Ca plombe pas mal l’ambiance des dîners.

Ca colle des doutes sur ma santé mentale, même.

Petite scenette :

  • Ma fille, tu peux me réparer mon smartphone, il ne s’allume plus.

Moi, toujours ravie de rendre service, après plusieurs heures passées sur internet :

  • C’est bon j’ai pu le démarrer. C’est quoi ton mot de passe ?
  • La date de naissance de ton frère.

Comme j’habite à près de 200 km de chez mes parents, leur venue est toujours une sorte d’expédition. Mais ils ne viennent me voir qu’à une condition : si mon frère ou ses enfants ne sont pas disponibles.

Voici un exemple de conversation pour se caler un weekend chez moi:

Moi, déjà tendue comme un string rien que pour faire la proposition :

  • Coucou maman, vous voulez venir avec papa ? On fera des barbecues, et on s’amuserait bien dans la piscine. Les petits réclament papi et mami

Réponse de maman :

  • Attends, je regarde l’agenda de ton frère. (oui l’agenda de mon frère est disponible, comme pour n’importe quel ministre)
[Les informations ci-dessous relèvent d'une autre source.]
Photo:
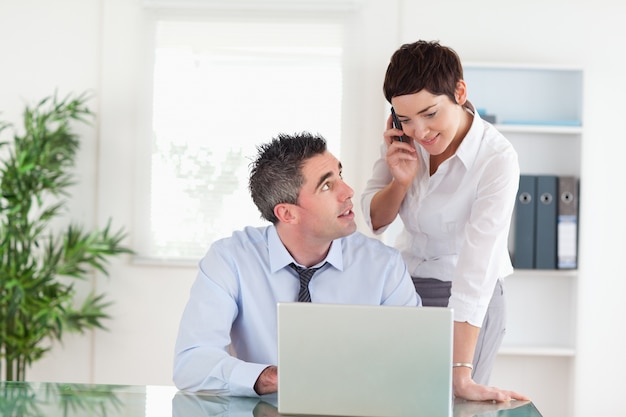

Avec l’âge rien ne change donc, côté préférence. D’ailleurs, mes parents et mon frère perpétuent cette tradition avec mes propres enfants. Eux aussi sont les cinquièmes roues du carrosse. Monsieur et madame invisibles quand leurs cousins sont là avec papi et mami.

Mais je me bats pour eux.

Je joue des pieds et des mains pour qu’ils soient bien au centre sur les photos de famille. J’interromps tout le monde quand ma fille ou mon fils veut parler à un repas « Ecoutez chuttt » et je termine toujours par « regardez comme elle/il est intelligent(e) ».

Bref, avant que mon mari n’intervienne, j’allais aux réunions de famille tel Rambo se rendant en mission au Vietnam. Comme j’étais intenable, mon mari a décidé qu’il était plus sûr de ne plus passer noel avec mon frère et mes parents.

Je le remercie encore pour cette sage décision.

 

Revendiquer une place c’est perdre son temps

Pour conclure sur cette parenthèse non enchantée de ma vie, je peux dire que l’acceptation est la clé.

Mon frère est l’enfant préféré de mes parents. Point Barre.

Le pire je crois est qu’ils ne le font pas exprès. C’est naturel, quasiment instinctif.

S’ils le faisaient exprès, par exemple si j’avais, enfant, détruit une collection rarissime de timbres, nous jetant dans la pauvreté, j’aurais pu lutter. Regagner une place dans leur cœur mono place.

Or, je n’ai rien fait de mal.

On ne peut pas revendiquer une place dans le cœur de sa famille.

Mais il y a plein d’autres cœurs dans le monde ! D’abord le mien, en forme d’artichaut. Ensuite, celui de mon mari, celui de mes enfants. Celui de mes ami(e)s.